Pump gas changes a significant amount from brand to brand. Sunoco seems to put a lot more ethanol in their gas requiring you to dial in more injector. Near big cities winter blends change the AFR as well.
Your normal sunoco blue and purple runs richer than any of the pump gasses that I've used. I want to say VP import runs leaner than the sunoco blue and purple but its been a couple years since I've used it. If you look on a barrel of race gas it gives you a bunch of data including specific gravity.
Your normal sunoco blue and purple runs richer than any of the pump gasses that I've used. I want to say VP import runs leaner than the sunoco blue and purple but its been a couple years since I've used it. If you look on a barrel of race gas it gives you a bunch of data including specific gravity.
Interesting....I have also heard that 12.5 af was a target. However, I thought that was for normally asperated cars and figured because of boost that the 11.5 number was used for the Evo..As for the effeciency of the engines, hey, Its the same 2ltr-- same bore and stroke same head and intake.....all hemi design with central plug so I doubt thats the reason in this case.. If 12.5 afr were perfect for power and 11.5 was the std evo afr target....I would think there was something in between that would work far better then 11.5afr. So, anyone here have the proof...dyno with Knock counts and power output for leaner ratios then 11.5...? Or are we just blowing up motors at that point..

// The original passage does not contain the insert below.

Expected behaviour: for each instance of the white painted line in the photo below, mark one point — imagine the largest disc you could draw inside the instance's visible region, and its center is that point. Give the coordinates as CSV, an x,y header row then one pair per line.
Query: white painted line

-Octane has nothing to do with the AFR an engine likes to run at. Whether it be 91 octane or 118 octane I'll tune for mid 12's for max power. For street cars I tune for 12:1 to account for different SG's of fuel manufactures. For instance Sunoco runs lean whereas Exxon runs rich. Tuning for 12:1 on Exxon enables me to put in sunoco and not go too lean.
The power on DLL was almost the same.
The lean run made 281 hp and 271 lbft
Te richer run made 275 hp and 272 lbft.
Are 6 hp worth it to run that lean and risk detonation on a hot day? Not for me thanks. I would rather run 11.5:1 and not have these 6 hp and the risk that comes with them.
Last edited by nj1266; Jul 22, 2007 at 03:38 PM.